Le Festival de Toronto 2010

On n'en parle pas autant que Cannes parce qu'il n'est pas France, mais le Festival de Toronto est un des plus célèbres et cotés au monde. La 35ème édition a lieu cette année, du 9 au 19 septembre. La quantité de films qui seront en première mondiale en septembre  - grosses productions hollywoodiennes ou petits films contemplatifs - le prouve. Aperçu.

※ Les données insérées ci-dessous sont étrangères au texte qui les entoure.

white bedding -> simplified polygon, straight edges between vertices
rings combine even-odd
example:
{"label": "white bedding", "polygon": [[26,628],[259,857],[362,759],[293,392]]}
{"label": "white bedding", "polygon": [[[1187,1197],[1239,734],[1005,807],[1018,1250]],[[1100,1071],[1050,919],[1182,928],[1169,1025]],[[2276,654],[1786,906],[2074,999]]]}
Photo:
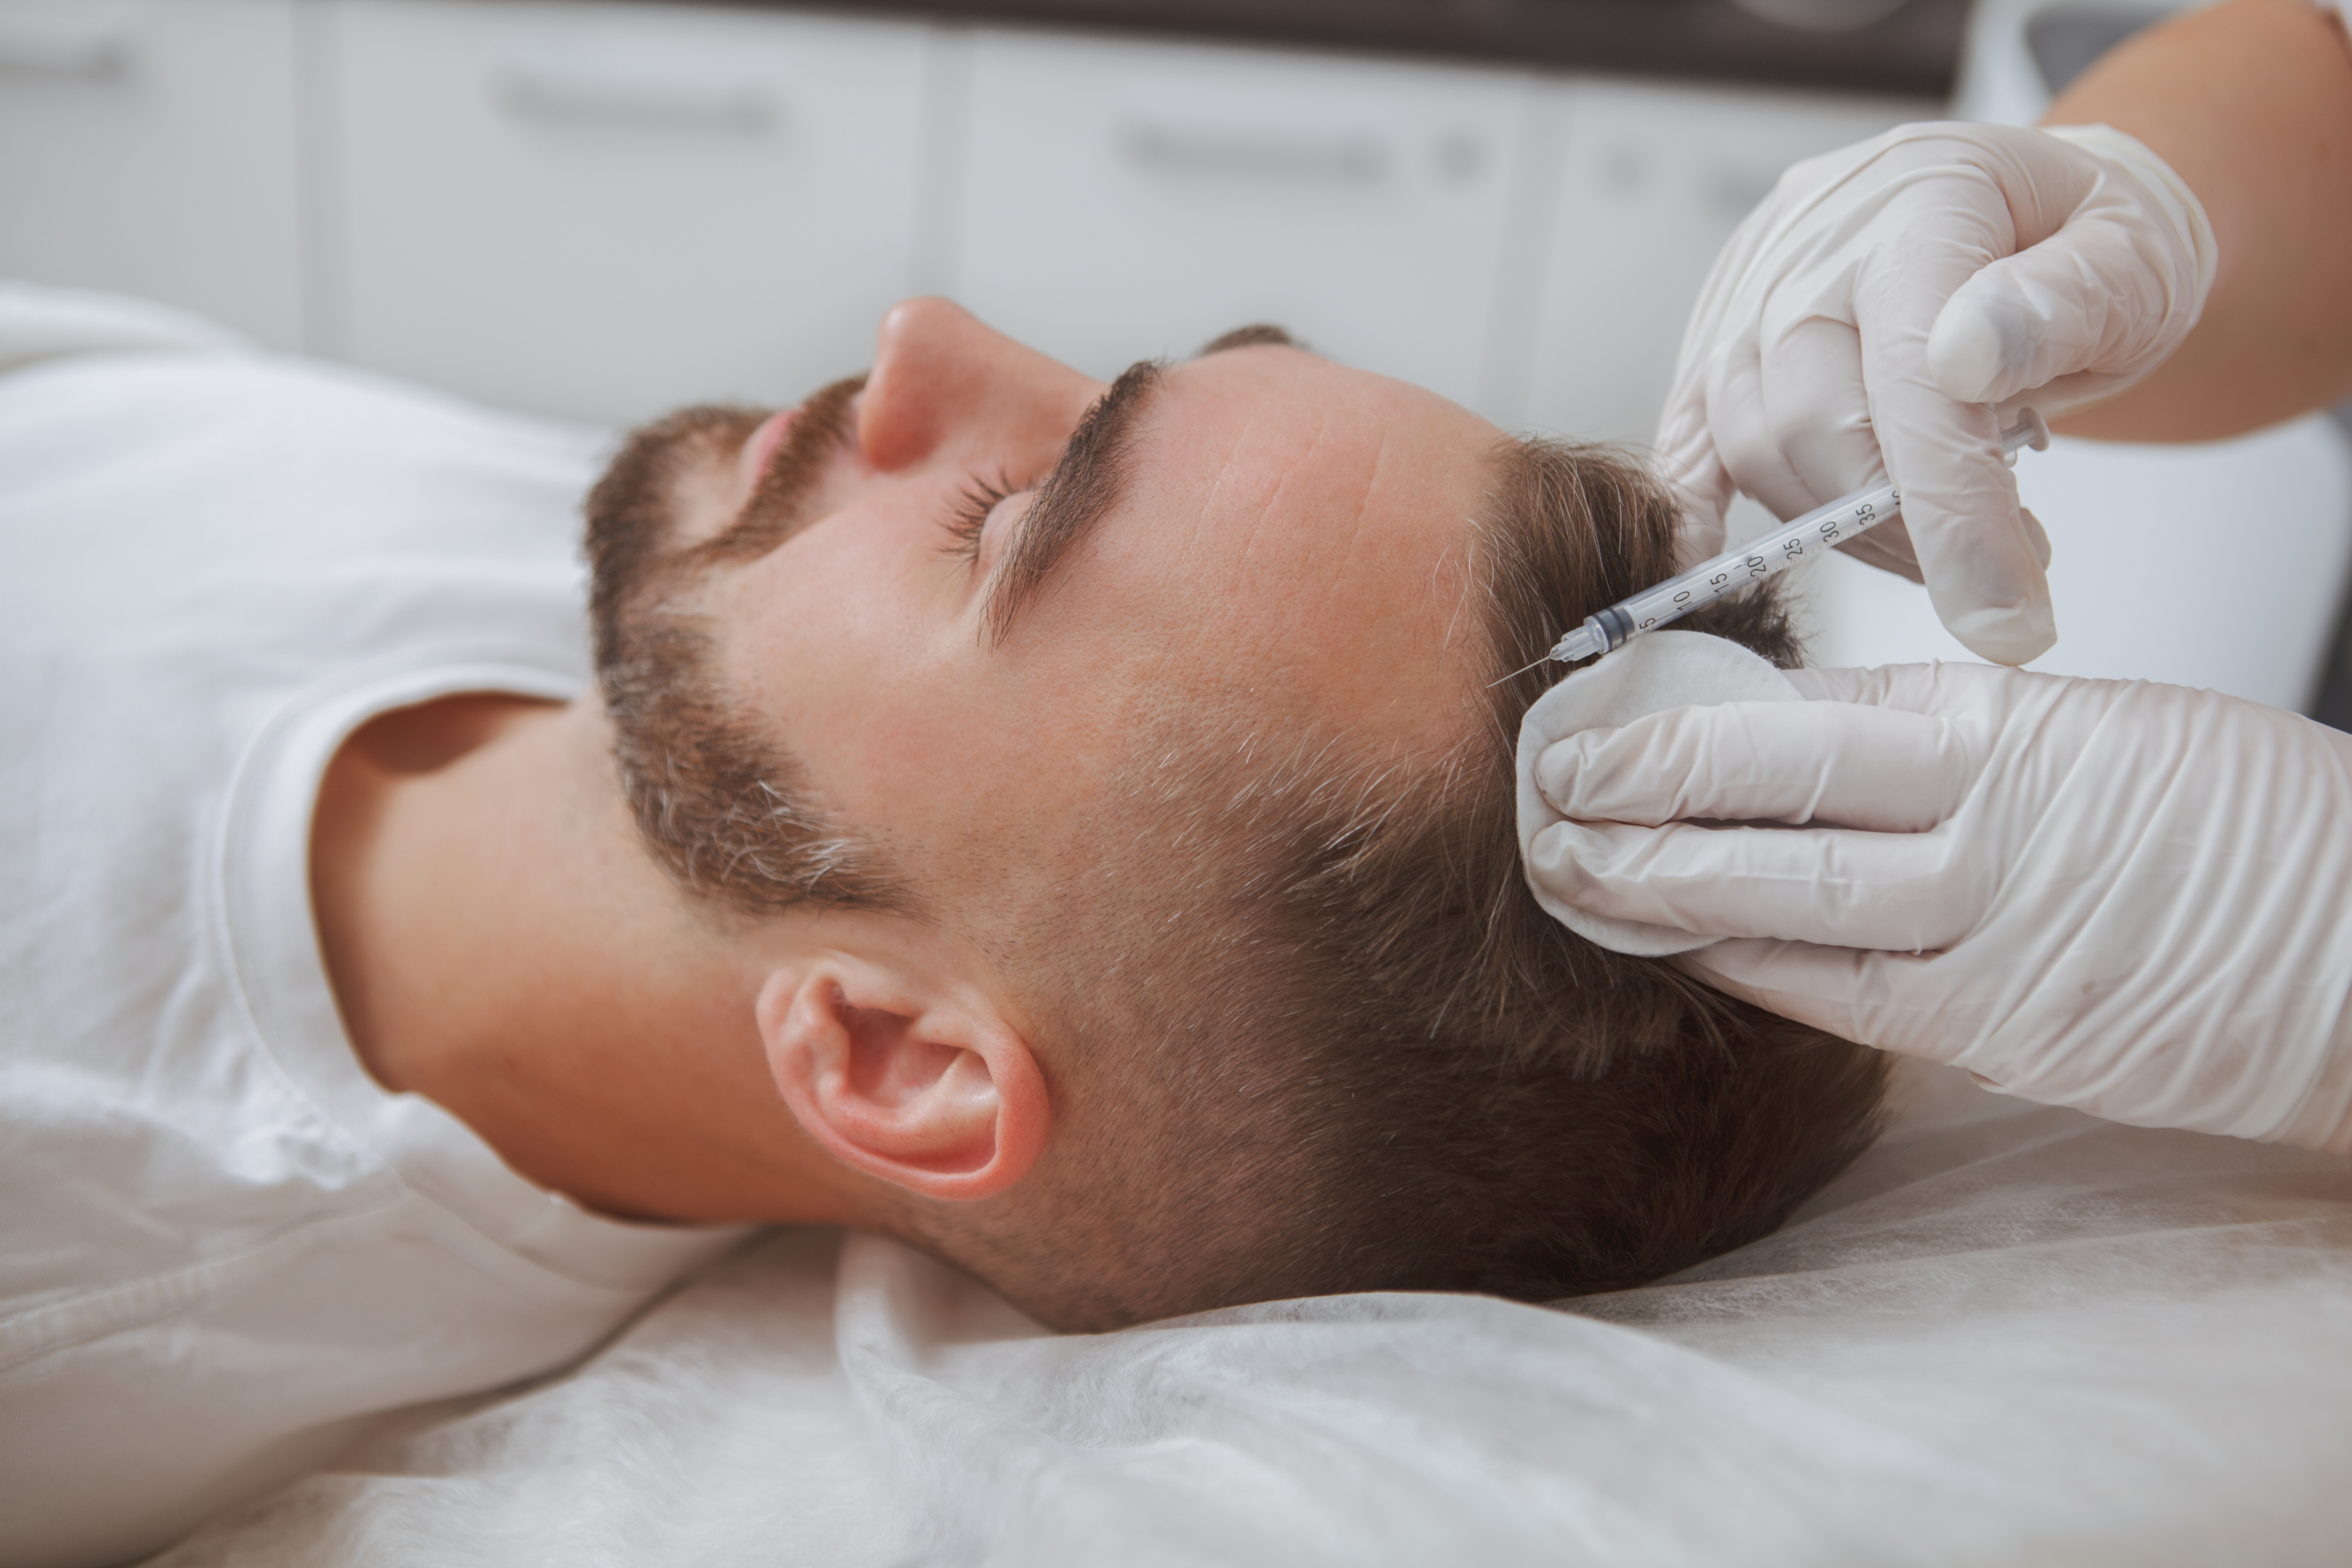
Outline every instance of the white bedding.
{"label": "white bedding", "polygon": [[[0,365],[217,338],[0,283]],[[1056,1338],[781,1234],[156,1561],[2352,1563],[2352,1162],[1898,1068],[1853,1172],[1671,1283]]]}
{"label": "white bedding", "polygon": [[1055,1338],[782,1234],[161,1561],[2340,1564],[2352,1163],[1904,1064],[1795,1223],[1565,1309]]}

Dans la rubrique Hollywood, deux frérots sont dans la place : les frères Affleck qui ne sont, pour une fois, pas réunis dans le même film. Pendant que Ben réalise et joue dans un thriller dont la bande-annonce rappelle l’atmosphère tendue de sa première et surprenante réalisation, Casey passe pour la première fois de l’autre côté du miroir. Pour quoi ? I’m Still Here, documentaire sur l’obscur Joaquin Phoenix. Pendant un an, le film suit l’acteur depuis l’annonce de la fin de sa carrière au cinéma.

Voilà qui promet. Pour une fois qu’un family business n’est pas qu’une affaire de piston, je tire mon chapeau aux frangins Affleck.

Pendant ce temps, les grosses sorties font leur nid : il y a fort à parier que tous les gros films présentés en avant-première au festival feront chacun leur tour suffisamment de bruit. On peut quand même citer les grands noms : Eastwood (avec Matt Damon à l’affiche), Philip Seymour Hoffman pour sa première réalisation (Jack Goes Boating), Darren Aronofsky, David Schwimmer, De Niro et Edward Norton dans un thriller dont on a sûrement vu l’équivalent vingt fois, Robert Redfort…

En ce qui concerne le reste du monde, Toronto s’offre aussi de grands noms et des avant-première (pas toujours mondiales, mais souvent !) du tonnerre. Difficile de faire une liste qui ait de la gueule sans étaler quantité de noms. Heureusement, votre serviteur ici présente a eu la chance d’en voir trois, excellents. Il y a fort à parier qu’ils feront parler d’eux, aussi !

As If I’m Not There – Juanita Wilson

As If I’m Not There est de loin le film le plus saisissant que j’ai vu ces dernières semaines. Il met en scène une jeune femme qui quitte sa famille à Sarajevo pour un petit village dans lequel elle va travailler en tant que maîtresse d’école. Quelques jours après son arrivée toutefois, des soldats arrivent et emmènent tous les villageois, otages, dans un camp de concentration. On ne sait pas vraiment ce qu’il advient des hommes, mais les femmes sont parquées là. L’héroïne, jeune et séduisante, est très vite violée et finalement gardée avec d’autres jeunes femmes dans une chambre spéciale. Bientôt, elle devient la favorite du soldat qui gère le camp et se laisse peu à peu emporter dans ce douloureux chantage physique, pour sa survie.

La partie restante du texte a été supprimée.